It is the muse of every well known blogger and it has driven the semantic world into a frenzy. People have already started worshipping it as the next big evolution. Even Technorati has done it. Tags have become the new holy grail of the long tail worshippers.
I am quite ok with it. No “OOOOOO” or “hail thy master” stuff. Tagging is something that was meant to happen, sooner or later. If you notice carefully, people had started tagging long before they realised it. The pictures you upload to your website or the names you give to your documents. In the picture example, each picture has a name (a “tag”) and most often than not these tags are abstract (“meeting.jpg” or “ugly.jpg”). And when you use the Search Engine to trawl and extract images matching certain words (“tags” again) the power of those “tags” just become obvious.

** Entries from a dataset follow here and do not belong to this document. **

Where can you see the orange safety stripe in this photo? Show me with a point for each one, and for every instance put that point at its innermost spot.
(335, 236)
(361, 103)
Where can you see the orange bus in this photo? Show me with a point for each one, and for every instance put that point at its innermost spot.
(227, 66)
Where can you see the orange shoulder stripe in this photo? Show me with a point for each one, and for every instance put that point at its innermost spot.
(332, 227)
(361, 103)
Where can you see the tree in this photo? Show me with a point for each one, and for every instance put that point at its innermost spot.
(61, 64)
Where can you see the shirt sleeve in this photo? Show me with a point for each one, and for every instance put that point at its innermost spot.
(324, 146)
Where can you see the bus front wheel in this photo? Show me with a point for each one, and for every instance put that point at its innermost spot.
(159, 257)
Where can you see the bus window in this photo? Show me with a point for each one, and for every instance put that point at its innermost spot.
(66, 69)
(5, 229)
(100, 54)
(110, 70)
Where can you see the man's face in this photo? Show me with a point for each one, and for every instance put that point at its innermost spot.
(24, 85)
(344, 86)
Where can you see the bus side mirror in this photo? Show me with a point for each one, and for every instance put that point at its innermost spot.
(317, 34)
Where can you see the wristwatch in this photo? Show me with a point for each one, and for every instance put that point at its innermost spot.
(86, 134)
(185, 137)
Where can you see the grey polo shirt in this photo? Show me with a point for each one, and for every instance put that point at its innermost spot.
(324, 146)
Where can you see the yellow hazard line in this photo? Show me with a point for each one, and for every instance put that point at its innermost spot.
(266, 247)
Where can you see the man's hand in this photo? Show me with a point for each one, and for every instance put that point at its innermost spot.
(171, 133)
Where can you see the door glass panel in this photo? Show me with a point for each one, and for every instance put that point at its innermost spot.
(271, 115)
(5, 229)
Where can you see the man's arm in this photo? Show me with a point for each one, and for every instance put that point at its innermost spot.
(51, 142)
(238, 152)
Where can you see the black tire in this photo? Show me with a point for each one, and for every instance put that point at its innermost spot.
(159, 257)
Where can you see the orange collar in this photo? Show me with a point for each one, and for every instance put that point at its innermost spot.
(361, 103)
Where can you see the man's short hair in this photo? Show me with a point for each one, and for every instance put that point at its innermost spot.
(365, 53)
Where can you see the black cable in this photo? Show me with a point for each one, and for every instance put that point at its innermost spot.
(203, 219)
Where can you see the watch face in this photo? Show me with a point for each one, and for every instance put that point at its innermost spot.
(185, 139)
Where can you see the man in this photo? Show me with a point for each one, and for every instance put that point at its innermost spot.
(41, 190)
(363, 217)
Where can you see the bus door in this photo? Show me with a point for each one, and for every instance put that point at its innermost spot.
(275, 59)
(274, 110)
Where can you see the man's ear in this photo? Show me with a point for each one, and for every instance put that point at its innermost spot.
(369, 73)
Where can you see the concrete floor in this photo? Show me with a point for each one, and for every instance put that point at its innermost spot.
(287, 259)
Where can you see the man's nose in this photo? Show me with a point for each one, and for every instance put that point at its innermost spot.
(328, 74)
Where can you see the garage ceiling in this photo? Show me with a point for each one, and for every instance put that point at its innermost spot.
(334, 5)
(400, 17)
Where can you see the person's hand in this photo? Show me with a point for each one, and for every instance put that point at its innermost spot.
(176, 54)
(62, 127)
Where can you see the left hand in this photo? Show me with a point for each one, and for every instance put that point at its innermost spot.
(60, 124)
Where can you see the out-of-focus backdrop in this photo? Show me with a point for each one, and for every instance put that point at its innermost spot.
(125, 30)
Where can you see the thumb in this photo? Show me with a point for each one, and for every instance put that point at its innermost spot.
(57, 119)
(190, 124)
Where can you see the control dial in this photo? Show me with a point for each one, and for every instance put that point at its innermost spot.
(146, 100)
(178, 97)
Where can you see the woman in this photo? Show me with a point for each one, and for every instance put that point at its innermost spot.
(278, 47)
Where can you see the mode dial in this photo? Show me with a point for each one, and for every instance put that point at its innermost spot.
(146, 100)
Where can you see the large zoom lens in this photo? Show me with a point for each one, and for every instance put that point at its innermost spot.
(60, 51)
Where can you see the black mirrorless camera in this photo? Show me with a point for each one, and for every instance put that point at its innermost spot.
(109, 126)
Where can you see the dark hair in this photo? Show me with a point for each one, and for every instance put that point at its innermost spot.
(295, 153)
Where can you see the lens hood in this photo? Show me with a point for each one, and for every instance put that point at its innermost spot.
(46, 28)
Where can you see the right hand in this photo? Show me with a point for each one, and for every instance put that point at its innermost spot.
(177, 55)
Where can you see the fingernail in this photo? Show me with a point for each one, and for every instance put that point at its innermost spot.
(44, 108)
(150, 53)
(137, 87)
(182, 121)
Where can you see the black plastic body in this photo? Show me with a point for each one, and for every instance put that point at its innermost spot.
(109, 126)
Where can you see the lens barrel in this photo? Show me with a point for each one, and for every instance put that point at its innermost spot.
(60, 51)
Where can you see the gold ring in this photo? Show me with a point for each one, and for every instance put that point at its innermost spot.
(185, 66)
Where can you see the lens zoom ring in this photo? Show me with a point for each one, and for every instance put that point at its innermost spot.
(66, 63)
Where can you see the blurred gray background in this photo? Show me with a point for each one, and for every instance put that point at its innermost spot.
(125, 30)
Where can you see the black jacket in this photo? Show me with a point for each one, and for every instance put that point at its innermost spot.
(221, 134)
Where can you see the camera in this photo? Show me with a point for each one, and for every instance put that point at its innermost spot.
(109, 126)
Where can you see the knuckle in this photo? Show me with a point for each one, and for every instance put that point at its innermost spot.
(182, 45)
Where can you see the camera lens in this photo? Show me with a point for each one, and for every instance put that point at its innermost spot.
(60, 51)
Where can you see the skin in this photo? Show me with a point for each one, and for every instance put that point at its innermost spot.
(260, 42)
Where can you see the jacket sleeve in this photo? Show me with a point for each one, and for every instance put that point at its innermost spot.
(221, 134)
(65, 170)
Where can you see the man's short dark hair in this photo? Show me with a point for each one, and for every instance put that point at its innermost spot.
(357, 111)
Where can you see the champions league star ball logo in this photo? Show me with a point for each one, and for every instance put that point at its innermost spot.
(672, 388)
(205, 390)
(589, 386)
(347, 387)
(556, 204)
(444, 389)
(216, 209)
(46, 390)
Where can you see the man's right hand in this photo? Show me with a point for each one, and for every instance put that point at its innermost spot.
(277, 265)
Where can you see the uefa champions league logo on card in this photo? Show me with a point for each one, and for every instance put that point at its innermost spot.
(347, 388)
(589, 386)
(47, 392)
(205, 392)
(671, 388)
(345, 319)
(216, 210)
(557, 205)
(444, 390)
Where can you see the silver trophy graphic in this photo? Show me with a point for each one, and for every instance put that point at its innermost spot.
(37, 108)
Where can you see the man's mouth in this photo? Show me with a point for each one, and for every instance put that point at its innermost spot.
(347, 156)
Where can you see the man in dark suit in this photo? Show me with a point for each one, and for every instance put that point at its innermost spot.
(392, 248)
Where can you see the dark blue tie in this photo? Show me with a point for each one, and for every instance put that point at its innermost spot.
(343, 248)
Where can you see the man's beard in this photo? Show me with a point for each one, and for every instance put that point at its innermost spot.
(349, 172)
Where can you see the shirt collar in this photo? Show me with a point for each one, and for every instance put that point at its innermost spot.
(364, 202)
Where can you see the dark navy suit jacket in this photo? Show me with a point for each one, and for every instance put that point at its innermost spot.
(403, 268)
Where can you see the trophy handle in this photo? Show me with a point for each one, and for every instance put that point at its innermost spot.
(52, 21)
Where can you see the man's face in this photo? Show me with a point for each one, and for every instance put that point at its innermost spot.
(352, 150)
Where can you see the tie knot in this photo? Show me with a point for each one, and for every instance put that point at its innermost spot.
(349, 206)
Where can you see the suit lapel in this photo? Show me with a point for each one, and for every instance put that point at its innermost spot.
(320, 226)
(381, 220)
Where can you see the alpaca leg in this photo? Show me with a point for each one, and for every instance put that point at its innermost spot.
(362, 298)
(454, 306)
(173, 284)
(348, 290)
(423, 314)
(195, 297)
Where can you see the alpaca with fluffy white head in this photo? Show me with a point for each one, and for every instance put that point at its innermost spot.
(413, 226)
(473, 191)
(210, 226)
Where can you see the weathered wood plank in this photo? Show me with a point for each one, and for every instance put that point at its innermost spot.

For example, I was browsing the image search results from google that match “manage”. And I found several picturisque interpretations of that word, right from the most obvious (“manager overlooking subordinates”) to the very creative (“caring for the environment”). It then just hit me, how you can, without moving an inch, use the collective thinking of the whole world with tags. Every tag shows how distinct human interpretations are and in that distinction lies the creativity of every human being. And without lifting a finger I can use the untapped creativity of people. I realised how “manage” can symbolise “caring”. Perhaps, I could use a picture of “caring” to prevent the negative connatations of the word “manage” if the need arose.
Flickr does a much better job I hear. But the fact remains that “tags” were in existence long before we realised they were. And new tagging applications have potential to create a universal repository of human interpretations that was till now unimaginable.